China Mobile has experienced decline ARPU due to the opening of the Chinese mobile market to competition (China Unicom and China Telecom). For example, ARPU declined from RMB90 in 2006 to RMB61 currently. Until 2011, the decline ARPU was mitigated by increasing subscriber base as revenue and EBITDA continued to grow. However, from 2012 to 2014, EBITDA started to decline from RMB154 billion to RMB117 billion. In 2014, China Mobile launched its TD-LTE 4G network, the first in China, and successfully increased its 4G customer base from 90 million at the end of 2014 to 312 million at the end of 2015 (representing ~81% market share). This resulted in a significant increase in mobile data traffic from 1,133 billion MB in 2014 to over 2,400 billion MB 2015 (annualized).

A key business headwind is the introduction of value-added taxes (11% on basic telecom services and 6% on value-added telecom services) in June 2014, superseding a 3% business tax on net sales - this change is expected to impact profitability but has largely washed through by Q3 2015.

Economic headwinds in China also has the ability to dampen earnings in the near term. However, the e-commerce market continues to grow at an explosive pace - online retail sales grew by 33.3% y/y to RMB3.9 trillion in 2015. Furthermore, according to CNNIC, approximately 620 million Chinese use their mobile phones to access the Internet.
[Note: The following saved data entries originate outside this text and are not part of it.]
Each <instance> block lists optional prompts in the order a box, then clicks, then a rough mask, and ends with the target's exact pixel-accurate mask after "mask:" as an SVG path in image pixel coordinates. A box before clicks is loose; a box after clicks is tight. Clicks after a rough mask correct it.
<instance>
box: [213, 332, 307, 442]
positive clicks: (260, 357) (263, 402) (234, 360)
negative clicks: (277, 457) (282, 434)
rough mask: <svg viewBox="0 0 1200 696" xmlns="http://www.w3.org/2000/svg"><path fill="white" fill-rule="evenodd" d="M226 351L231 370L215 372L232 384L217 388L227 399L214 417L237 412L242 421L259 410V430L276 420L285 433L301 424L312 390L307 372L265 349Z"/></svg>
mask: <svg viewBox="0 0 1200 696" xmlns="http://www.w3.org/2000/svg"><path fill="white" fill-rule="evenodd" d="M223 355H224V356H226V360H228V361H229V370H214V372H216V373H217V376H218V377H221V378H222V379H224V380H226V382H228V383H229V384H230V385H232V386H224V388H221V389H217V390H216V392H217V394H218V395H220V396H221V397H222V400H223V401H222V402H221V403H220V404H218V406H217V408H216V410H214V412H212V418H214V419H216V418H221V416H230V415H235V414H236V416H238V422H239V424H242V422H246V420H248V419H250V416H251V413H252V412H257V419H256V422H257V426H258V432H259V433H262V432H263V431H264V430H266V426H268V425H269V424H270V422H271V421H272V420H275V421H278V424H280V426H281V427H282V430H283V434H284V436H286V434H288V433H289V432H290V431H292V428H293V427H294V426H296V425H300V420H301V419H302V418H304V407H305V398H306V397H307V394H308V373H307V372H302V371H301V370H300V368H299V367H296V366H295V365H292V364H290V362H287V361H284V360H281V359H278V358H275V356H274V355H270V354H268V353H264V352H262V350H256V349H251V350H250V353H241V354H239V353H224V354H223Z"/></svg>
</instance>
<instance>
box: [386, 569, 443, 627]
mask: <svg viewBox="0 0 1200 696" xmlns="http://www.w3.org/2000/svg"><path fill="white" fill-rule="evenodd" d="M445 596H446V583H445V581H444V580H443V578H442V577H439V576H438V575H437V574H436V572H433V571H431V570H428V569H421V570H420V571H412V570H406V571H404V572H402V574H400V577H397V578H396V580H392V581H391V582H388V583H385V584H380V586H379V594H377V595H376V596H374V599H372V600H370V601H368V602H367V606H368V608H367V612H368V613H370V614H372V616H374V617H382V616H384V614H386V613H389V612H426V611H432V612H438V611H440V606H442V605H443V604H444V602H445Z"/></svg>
China Unicom and China Telecom started offering FDD-LTE 4G services in China in February 2015, and the two competitors signed a strategic deal to jointly build up networks in early 2016, as the deployment of 4G proved to be a challenge for the smaller competitors. We believe that China Mobile's domestically developed wireless technologies will always be favored by the authorities, giving it a head start to next-generation deployments.

In October 2014, the three major mobile operators contributed all their tower assets into a joint-venture, China Tower. As part of the transaction, China Mobile will contribute RMB92.5 billion (book value) of towers to the joint-venture and, in return, receive 38% stake (single largest shareholder) in the joint-venture plus RMB57.6 billion in cash (RMB 6 billion payable now and the remaining by end 2017). This reduces the company's PP&E by 14% and increases its cash position from RMB451 billion to RMB509 billion.

In November 2015, China Mobile acquired assets of Tietong from its parent (CMCC) for RMB34 billion TEV. Tietong, formerly Railway Communications, is China's third largest fixed line ISP behind China Telecom and China Netcom. Tietong generated RMB23 billion of revenue and RMB7 billion of EBITDA in 2014.

In China, we prefer China Mobile due to its market share leadership, strong cash flow, pristine balance sheet, as well as long-standing investments into domestic wireless technologies.

China Mobile (pro forma for the tower transaction) is currently trading at about 4x LTM EV/EBITDA, whereas Asia mobile and telecom operators trade an an average of 6-7x. The company has a net cash position of nearly RMB450 billion (over RMB 500 billion if pro forma for the tower transaction).

Long China Mobile shares at HK$83.00 (5.1% from its 52-week low) with a stop loss at HK$78.00.

Catalysts

  • ARPU and profitability turnaround driven by 4G and development of mobile commerce in China
  • Potential special dividend (cash at HK$24 per share, including cash to be received from the tower transaction) due to significant cash pile
  • Unlocking of value from the tower business (assuming USD100,000 EV/tower, HK$4.75 per share will be "unlocked")

Analyst's Disclosure: I am/we are long CHL.